Bug estimations and velocity

Imagine a team that normally expects to do 25 points in a 2 week Sprint. They normally produce high quality, well tested, well reviewed, work, and as a result very few immediately apparent defects make it into a release. Their releasable work is normally deployed to production a few days after the end of each Sprint.

Now put them under pressure to deliver a project with a hard deadline in one sprint. They work late, they put in a huge effort, but they also cut corners. Yes, this will happen. Worse, the project's on that horrible system that no one likes to touch. That one with very little (or no) automated test coverage. The one that has a billion user facing features, many of them long forgotten by your team. Yes, that one.

On paper they get through 50 points of work in the Sprint. No one is entirely comfortable with this, but it's going out on time. It is, of course, a bit of a mess. Bugtastic perhaps. Some of the bugs are "fix this right now" levels of fail. Many are "fix this next sprint or the world will end."

These bugs are clearly going to seriously interfere with the next Sprint. It's also pretty inevitable that bug fixes rushed through initially will result in more production bugs too, though hopefully less urgent ones. These may well impact a second sprint as well.

You start work on the next sprint, and bugs are sure enough reports of problems in production are pouring in. You decide to apply estimates to them, and assign developers to fixing them as they appear.

So, do you count these bugs towards velocity or not?

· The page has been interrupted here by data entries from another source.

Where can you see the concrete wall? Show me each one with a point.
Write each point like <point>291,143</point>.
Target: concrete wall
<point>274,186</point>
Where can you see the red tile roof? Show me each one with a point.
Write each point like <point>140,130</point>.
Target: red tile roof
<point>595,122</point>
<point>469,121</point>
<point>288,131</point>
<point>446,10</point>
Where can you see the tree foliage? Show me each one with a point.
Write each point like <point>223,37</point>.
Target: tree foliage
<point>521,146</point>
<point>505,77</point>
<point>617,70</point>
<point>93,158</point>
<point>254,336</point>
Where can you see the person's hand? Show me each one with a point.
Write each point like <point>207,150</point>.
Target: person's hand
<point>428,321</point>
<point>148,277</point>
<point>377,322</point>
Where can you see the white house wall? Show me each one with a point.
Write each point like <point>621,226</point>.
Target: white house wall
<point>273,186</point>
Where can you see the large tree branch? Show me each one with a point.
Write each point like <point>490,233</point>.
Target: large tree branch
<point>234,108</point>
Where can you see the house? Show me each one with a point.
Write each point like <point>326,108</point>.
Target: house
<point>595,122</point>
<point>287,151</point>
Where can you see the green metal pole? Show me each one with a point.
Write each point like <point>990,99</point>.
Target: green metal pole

Lets start with no. You get through a big pile of bugs (0 points) plus a few planned stories (lets say 10 points each for two sprints.) Your velocity looks like 50+10+10. That's not actually too awful. Over the last 3 sprints you got through 70 points of the product backlog, while averaging 23 points a sprint. You're actually still being quite consistent with the product owner's roadmap.

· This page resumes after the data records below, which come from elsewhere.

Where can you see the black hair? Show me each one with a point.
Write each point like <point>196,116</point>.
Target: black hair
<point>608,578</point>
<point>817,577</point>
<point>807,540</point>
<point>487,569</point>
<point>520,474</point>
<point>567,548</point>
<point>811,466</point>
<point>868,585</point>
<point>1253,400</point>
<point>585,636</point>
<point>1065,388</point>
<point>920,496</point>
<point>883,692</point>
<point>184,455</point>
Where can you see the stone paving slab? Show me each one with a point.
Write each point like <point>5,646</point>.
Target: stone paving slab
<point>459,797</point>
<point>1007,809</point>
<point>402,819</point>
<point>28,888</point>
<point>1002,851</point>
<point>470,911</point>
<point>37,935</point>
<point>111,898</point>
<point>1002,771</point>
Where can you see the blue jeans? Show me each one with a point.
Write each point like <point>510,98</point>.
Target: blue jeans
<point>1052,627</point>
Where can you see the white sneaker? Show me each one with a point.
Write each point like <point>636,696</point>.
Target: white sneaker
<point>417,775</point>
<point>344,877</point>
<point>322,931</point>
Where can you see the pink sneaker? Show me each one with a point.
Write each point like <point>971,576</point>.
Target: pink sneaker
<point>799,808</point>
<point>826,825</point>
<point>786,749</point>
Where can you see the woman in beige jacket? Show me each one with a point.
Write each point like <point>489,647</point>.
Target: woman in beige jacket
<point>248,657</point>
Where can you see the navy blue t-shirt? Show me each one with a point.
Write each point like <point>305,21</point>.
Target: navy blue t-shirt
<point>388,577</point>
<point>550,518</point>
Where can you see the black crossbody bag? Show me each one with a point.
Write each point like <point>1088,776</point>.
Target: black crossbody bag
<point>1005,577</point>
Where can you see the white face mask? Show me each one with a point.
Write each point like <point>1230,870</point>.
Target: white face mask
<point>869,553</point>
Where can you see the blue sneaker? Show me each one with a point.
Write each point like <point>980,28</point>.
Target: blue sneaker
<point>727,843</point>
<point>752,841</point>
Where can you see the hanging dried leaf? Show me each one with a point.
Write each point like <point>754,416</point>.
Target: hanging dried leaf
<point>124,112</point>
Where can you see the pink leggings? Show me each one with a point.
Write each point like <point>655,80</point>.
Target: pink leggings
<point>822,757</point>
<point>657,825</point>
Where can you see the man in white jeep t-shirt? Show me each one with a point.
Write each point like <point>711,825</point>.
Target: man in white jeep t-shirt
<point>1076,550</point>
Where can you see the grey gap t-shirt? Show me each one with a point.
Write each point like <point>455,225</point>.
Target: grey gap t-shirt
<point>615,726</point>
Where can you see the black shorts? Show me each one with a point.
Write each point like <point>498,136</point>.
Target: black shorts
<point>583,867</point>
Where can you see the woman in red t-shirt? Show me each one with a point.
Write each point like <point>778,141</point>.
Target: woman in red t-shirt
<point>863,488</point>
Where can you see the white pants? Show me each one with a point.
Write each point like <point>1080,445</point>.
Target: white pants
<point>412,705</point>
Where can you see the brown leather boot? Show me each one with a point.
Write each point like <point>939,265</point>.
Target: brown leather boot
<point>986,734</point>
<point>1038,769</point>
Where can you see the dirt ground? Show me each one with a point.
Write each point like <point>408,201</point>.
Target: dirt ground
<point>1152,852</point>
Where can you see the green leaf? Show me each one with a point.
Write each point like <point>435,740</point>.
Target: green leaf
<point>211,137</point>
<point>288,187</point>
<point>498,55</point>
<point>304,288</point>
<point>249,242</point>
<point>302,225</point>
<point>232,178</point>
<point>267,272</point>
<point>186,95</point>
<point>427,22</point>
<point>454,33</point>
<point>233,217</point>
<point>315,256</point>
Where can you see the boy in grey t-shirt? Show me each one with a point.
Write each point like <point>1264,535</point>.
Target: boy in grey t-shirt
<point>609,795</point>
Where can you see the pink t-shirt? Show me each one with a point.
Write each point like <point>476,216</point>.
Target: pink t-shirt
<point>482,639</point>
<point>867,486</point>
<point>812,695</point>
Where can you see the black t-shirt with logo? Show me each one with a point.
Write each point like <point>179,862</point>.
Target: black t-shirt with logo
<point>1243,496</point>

Excellent. Now, what if we did count those bugs towards velocity? Lets say you get 20 points worth of them to fix in those two following sprints. Your velocity is now 50+30+30. This looks pretty damn awesome! Over the last 3 sprints you've just averaged 36 points. Pats on backs all round, we should do this more often! Next sprint we'll go for another 30, yeah? This is clearly wrong. You should not be able to boost your velocity by doing work badly. It screws with roadmap planning because it artificially inflates your velocity, making it look like you're capable of working faster than you are. It also screws with measuring how much work has been done since that wasn't 110 points of planned work from your product owner's backlog, it was only 70!

So, what happened? You adjusted your definition of done. You cut the level of quality and attention to detail put into your work in order to meet a deadline. This may be fine, it might have been life or death for the company. You might have saved the business, or made it millions, despite the bugs that got into production!

In an ideal world you should have re-estimated when it was apparent that you were going to cut corners. A pile of "then fix it" work (preferably thought through in advance, rather than reacting to a stream of bugs) would account for the difference (plus a bit) between the new and original estimates. You'd have been able to count all of that towards your velocity. That pretty much never happens though, if you're dropping testing and reviews in the desperate rush to production then there's no hope you're going to pause for long enough to do that! You don't sit down and carefully plan through what corners you're going to cut, and what the implications are, you just get the work out the door.

This all still holds true for the general case of release bugs, it's just more obviously wrong when you consider it in the context of this kind of project, as the outcomes are so extreme. You're supposed to be aiming for producing defect free code, and a failure to do that should not make it look like you got more work done.

So, am I saying you shouldn't count bugs towards velocity? Well, it's not that simple.

Sometimes you've inherited a huge pile of bugs from the past, with no immediate urgency for a fix. Those should be estimated and the product owner will schedule them as and when they feel they're important. Since they're now on the product backlog they should be counted towards velocity when they're completed.

As and when new bugs come up, it's up to the product owner. If the product owner wants to defer fixing the bug (and this shouldn't be the norm), then yes, it goes into the product backlog and will be counted towards velocity when it eventually gets done in a sprint. If they want it fixed in the current sprint (which should be the normal case for newly introduced defects) then it must not be counted, since it isn't progress towards the product backlog and is a result of failing to fully deliver a previous sprint.